A project is a temporary aspiration undertaken to create a unique product, service, or result. The project is finished when the project objectives have been achieved or when the project is terminated because its objectives are not accomplishable any more, or when the need for the project no longer exists.
A performing organization assigns a project manager to achieve the project objectives. As the project manager’s role involves managing scope, time, cost, quality, human resources, etc…, a business analyst (BA) can be engaged to perform project scope management.
Since the product and project requirements are provided by stakeholders, they must be identified at an early stage. The identification of stakeholders is a process of finding all people to be impacted by the project and documenting information regarding their interest, involvement, and impact on the project. It is vital for project success to identify them before the project scope definition. The failure to identify all stakeholders may lead to missing some requirements, and as a result, the project objectives won’t be met.
Project scope management consists of the processes necessary to ensure that the project includes all the work required to complete the project successfully.

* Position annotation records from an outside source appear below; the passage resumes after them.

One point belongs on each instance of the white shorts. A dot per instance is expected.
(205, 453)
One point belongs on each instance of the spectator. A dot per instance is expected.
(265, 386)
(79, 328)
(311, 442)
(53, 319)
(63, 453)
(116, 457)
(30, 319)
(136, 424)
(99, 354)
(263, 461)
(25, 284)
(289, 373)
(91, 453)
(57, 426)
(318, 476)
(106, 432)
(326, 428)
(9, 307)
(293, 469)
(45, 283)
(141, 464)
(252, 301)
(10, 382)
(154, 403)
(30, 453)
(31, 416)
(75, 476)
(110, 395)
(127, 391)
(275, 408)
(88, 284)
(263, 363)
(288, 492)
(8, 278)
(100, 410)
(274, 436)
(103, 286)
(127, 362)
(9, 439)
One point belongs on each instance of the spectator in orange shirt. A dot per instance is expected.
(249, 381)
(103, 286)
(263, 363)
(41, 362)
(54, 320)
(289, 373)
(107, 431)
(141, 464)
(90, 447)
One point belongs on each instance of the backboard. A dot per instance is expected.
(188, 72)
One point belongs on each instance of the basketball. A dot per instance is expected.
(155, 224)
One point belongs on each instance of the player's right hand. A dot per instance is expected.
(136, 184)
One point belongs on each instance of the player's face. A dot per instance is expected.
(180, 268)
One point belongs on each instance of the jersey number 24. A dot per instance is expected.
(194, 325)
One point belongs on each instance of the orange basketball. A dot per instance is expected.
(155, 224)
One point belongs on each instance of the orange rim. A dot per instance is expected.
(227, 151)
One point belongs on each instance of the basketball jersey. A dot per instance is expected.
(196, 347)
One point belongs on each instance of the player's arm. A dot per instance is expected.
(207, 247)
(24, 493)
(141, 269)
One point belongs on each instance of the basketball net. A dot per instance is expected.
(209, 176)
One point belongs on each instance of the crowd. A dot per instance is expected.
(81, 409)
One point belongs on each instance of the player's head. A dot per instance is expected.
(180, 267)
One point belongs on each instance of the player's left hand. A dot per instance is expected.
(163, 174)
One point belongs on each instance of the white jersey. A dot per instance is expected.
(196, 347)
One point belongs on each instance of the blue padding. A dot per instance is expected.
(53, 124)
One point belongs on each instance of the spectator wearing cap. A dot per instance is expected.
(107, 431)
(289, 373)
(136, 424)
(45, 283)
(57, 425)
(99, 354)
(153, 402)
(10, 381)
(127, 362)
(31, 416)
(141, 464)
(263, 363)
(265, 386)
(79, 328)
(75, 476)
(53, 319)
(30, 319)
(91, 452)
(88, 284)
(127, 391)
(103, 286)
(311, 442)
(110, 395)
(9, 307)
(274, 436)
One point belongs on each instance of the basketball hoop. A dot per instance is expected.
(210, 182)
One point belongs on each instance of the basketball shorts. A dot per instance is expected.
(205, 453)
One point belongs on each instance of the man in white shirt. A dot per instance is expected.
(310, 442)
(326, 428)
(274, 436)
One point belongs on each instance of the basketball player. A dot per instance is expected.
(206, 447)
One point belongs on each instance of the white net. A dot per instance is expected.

The first process executed by the BA is collecting requirements. BA defines and documents stakeholders’ needs to meet the project objectives because the project’s success is directly dependent on the care is taken to capture and manage requirements. Requirements must be brought to light, analyzed, and documented in enough detail to be measured. The statement of work provided by stakeholders speeds up the process of collecting requirements and defining the project scope.

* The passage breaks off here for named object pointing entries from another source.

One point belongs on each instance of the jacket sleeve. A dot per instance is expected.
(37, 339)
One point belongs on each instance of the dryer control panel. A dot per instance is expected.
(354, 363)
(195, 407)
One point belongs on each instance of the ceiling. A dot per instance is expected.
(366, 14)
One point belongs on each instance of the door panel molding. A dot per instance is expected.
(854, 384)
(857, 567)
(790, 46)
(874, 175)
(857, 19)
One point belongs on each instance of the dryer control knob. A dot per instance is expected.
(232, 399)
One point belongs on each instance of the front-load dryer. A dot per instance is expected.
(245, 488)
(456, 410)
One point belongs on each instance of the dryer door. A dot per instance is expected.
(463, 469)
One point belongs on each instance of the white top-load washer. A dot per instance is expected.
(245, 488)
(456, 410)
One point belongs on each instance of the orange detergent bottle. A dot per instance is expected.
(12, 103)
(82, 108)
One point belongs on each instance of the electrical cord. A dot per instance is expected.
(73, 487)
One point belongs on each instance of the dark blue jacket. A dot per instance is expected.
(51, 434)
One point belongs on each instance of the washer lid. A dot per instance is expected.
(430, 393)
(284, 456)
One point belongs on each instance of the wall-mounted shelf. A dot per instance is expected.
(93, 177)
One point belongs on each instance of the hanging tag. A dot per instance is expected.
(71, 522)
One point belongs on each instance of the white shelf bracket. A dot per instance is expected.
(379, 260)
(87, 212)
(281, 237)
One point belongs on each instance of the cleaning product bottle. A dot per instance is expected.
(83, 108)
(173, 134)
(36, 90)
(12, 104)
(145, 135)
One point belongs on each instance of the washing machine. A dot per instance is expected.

There are several techniques and tools used to collect requirements. The most often used technique is interviewing. Information is obtained from stakeholders by talking to them using different communication channels. Face-to-face meetings are the most effective. Apart from that, remote communication techniques are widely spread, and BA uses skype opportunities a lot to elicit necessary information. Also, email is used to get short answers or schedule meetings.
We use a focus group technique involving several stakeholders into one skype meeting to discuss some issues. This technique helps to resolve disputes between stakeholders.
We rarely use Joint Application Development sessions to focus on bringing together stakeholders, consumers and the development team to improve the development process. All these techniques and tools result in:
- the requirements documentation describing how a particular requirement meets the business need for the project. This document can include business needs, business or project objectives, functional requirements, quality requirements, acceptance criteria, etc…
- the requirements management plan stating how requirements will be analyzed, documented and managed through the project.
- the requirements traceability matrix helping to ensure that requirements approved in the documentation of requirements are delivered at the end of the project.
The second process is scope definition that is necessary for the creation of a detailed description of the project and product and it starts when all requirements seem to be collected. The elaboration of the project scope is critical to project success and is built on project deliverables, constraints, and assumptions. The scope definition process results in the recording product scope description, product acceptance criteria, project deliverables, project exclusions, constraints, and assumptions. Relying on the collected data and documents, the technical persons make work decomposition and a project estimate.
During the project execution, some requirements are met and must be verified according to the acceptance criteria of the completed project deliverables. The completed deliverables are inspected with the customer to ensure that they are completed to a satisfactory degree and to obtain the customer’s formal acceptance. The accepted deliverables are marked as done while the unaccepted ones go back to the development process with additional comments.
The above-described procedure is known as scope verification process. It is primarily concerned with acceptance criteria and does not involve QA persons. It is important to see the difference between scope verification and quality assurance because the latter is primarily concerned with the correctness of the deliverables and meeting the quality requirements specified for deliverables and performed by QA persons before scope verification.
To save time, these processes can be performed in parallel, and customers are notified that the deliverables are currently under quality control. If during the scope verification process, some new requirements and change requests arise, they are recorded in the change control board.
XBtrack usually serves as a change control board and a bug tracking tool. The tasks marked as a feature are change requests and the tasks marked as a bug are bugs found by QA persons.
When change requests have been rejected the reasons for this rejection must be provided. And when change requests are approved, they are added to the project scope then estimated, developed, and verified.
This is scope control process aimed at monitoring and controlling product and project scope and managing changes of the scope. Controlling the project scope ensures that all requested changes, corrective and preventive actions are subject to change control. Uncontrolled changes often lead to project scope creep then overtime, missed deadlines and as a result the project termination.
Unfortunately, the scope control process is usually omitted as everything looks clear at the initial project stage. At further stages, only a few minor corrections are added each time. And in the end, it may turn out that the project scope controls us and the project itself is close to collapse. Let’s prevent that and get the project done.